What If Your Marketing Stack Could "Think" in Real-Time?
profile picture Jithu Jagadish
4 min read Feb 20, 2026

What If Your Marketing Stack Could "Think" in Real-Time?

I’ve spent a decent amount of time reviewing architectural diagrams that look exactly the same as they did five years ago. We’ve moved to the cloud, sure, but we’re still addicted to batch processing.

We still run cron jobs. We still poll databases. We still send marketing emails in giant, monolithic blasts.

But looking at the current capabilities of Amazon EventBridge, AWS Lambda, and Amazon Bedrock, it’s clear that the "Batch" era is becoming obsolete. The modern challenge isn't running campaigns; it's architecting systems that "react."

I call this pattern "Just-In-Time" Generative AI.

It is a move away from polling databases and toward an architecture that creates hyper-personalized content the millisecond a user interacts with an app. Here is the technical blueprint for how to build it correctly.

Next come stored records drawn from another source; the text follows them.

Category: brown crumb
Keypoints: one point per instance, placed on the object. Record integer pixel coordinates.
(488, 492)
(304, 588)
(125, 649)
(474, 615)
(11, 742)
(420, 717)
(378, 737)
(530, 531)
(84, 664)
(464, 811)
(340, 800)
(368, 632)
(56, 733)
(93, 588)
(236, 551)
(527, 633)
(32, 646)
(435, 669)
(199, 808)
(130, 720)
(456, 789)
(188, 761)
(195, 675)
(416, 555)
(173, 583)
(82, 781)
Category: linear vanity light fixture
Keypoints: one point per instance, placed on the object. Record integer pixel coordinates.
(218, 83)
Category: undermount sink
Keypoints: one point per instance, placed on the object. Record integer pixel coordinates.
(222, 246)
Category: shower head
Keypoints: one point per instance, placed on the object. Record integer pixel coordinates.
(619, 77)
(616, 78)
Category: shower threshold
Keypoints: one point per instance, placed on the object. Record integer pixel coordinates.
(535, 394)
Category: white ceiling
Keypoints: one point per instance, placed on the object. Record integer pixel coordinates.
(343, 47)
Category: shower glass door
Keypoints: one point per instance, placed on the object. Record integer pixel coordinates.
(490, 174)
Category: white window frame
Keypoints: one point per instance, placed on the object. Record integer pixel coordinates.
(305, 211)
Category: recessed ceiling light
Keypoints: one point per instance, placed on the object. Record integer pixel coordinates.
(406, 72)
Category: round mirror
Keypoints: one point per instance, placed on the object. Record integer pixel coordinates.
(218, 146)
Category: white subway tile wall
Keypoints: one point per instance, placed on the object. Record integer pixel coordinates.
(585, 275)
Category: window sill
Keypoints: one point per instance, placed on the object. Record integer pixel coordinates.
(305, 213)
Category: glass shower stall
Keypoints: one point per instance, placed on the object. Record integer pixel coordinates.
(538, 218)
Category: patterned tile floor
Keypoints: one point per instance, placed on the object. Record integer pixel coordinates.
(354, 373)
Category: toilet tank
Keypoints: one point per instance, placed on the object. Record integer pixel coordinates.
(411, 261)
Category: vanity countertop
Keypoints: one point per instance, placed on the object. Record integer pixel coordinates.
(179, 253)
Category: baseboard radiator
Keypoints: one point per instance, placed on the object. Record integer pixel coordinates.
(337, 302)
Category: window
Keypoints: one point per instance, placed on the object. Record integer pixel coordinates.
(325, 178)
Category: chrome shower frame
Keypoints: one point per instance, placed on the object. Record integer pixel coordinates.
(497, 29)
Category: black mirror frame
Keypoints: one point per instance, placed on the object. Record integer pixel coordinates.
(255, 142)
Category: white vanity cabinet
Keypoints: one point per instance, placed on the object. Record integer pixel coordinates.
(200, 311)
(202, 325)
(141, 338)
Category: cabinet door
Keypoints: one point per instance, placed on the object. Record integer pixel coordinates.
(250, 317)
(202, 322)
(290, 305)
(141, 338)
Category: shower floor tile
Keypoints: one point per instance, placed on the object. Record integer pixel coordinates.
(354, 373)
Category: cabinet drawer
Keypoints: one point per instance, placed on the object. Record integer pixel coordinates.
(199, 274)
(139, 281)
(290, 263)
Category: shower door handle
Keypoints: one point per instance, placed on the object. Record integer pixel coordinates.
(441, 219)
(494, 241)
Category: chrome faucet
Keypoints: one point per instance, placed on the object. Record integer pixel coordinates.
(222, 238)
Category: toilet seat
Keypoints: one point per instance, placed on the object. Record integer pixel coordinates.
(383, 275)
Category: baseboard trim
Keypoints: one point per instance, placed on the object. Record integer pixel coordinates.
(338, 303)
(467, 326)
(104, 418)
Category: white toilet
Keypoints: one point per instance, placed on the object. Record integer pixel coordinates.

The Core Philosophy: Event-Driven over Cron-Driven

The biggest bottleneck in current personalization is latency. If a user abandons a cart, and your cron job runs 30 minutes later, the context is cold.

In this architecture, the frontend is dumb. It doesn't know about AI. It doesn't know about emails. It simply emits a state change.

The Trigger: We use Amazon EventBridge as the central nervous system. The schema design is critical here. We don't just send a generic "User Left" signal; we enforce a strict schema that carries the immediate context.

The Compute: The Orchestrator Pattern

An AWS Lambda function triggers off this event. But here is where the design diverges from standard "chatbot" tutorials.

For a production-grade "Just-In-Time" notification system, I do not recommend connecting this Lambda directly to a heavy Vector Database like Pinecone initially. Vector searches add latency and complexity that often isn't needed for transactional notifications.

Instead, the robust pattern here is "RAG-Lite":

  1. Parallel Fetching: We use Node.js Promise.all() to fan out two lightweight requests:
  • User State: A direct GetItem from DynamoDB (Single Table Design) to grab hard preferences (e.g., CoffeeLover: true).
  • Environmental State: A fetch to a Weather API for the destination.

The goal is to assemble a context object in under 200ms.

The Brain: Model Selection & Latency Budgets

This is the most critical architectural decision. Most developers default to the smartest model available (like GPT-4 or Claude 3.5 Sonnet).

That is an anti-pattern for this use case.

If this system scales to 10,000 concurrent users, a 5-second inference time is unacceptable for a background worker, and it’s overkill for writing a 20-word notification.

The correct design choice is Claude 3 Haiku or Amazon Titan.

  • The Trade-off: We sacrifice complex reasoning (which we don't need) for raw speed and cost efficiency.
  • The Target: We aim for a P99 latency of <1.5 seconds for the generation.

The "Prompt as Code" Strategy

In this stack, the prompt isn't just text; it's a function. The System Prompt must enforce JSON output only.

Non-deterministic outputs are the enemy of stable architecture. If the LLM returns a paragraph of text, downstream code breaks. By forcing a JSON schema, we can validate the output programmatically before sending it to the user.

The System Prompt Structure:

System: You are a notification engine. Output JSON only.

Context:

  • Destination: Kyoto (Rainy, 12C)

  • User Interest: History, Coffee

Task: Write a push notification (max 15 words) connecting the weather to the interest.

Output Schema: { "title": string, "body": string, "sentiment": string }

The Infrastructure Advantage

The beauty of this blueprint is the infrastructure footprint.

  • At 3 AM (Zero Traffic): Infrastructure cost is $0. There are no EC2 instances idling. No containers waiting. The architecture effectively doesn't exist until an event occurs.
  • At 8 PM (Traffic Spike): If 5,000 users leave the app simultaneously, EventBridge buffers the load, and Lambda scales horizontally to handle the concurrent invocations.

The Reality Check: Guardrails

The code is the easy part. The hard part—the part that requires a true architect—is the Safety Layer.

For deployment, wrapping the Bedrock call in Amazon Bedrock Guardrails is mandatory. We need to prevent the AI from hallucinating discounts ("Get 50% off!") or making promises the business can't keep. We also implement a "Circuit Breaker" pattern: if the AI API times out, fallback to a static template. Never let the user see an error.

Conclusion

We have the tools to stop building "campaigns" and start building "reactions." The technology is ready; the constraint is simply our habit of thinking in batches.

This architecture—EventBridge, Lambda, Haiku—is the modern standard for engagement. It’s lean, it’s intelligent, and it’s built to scale.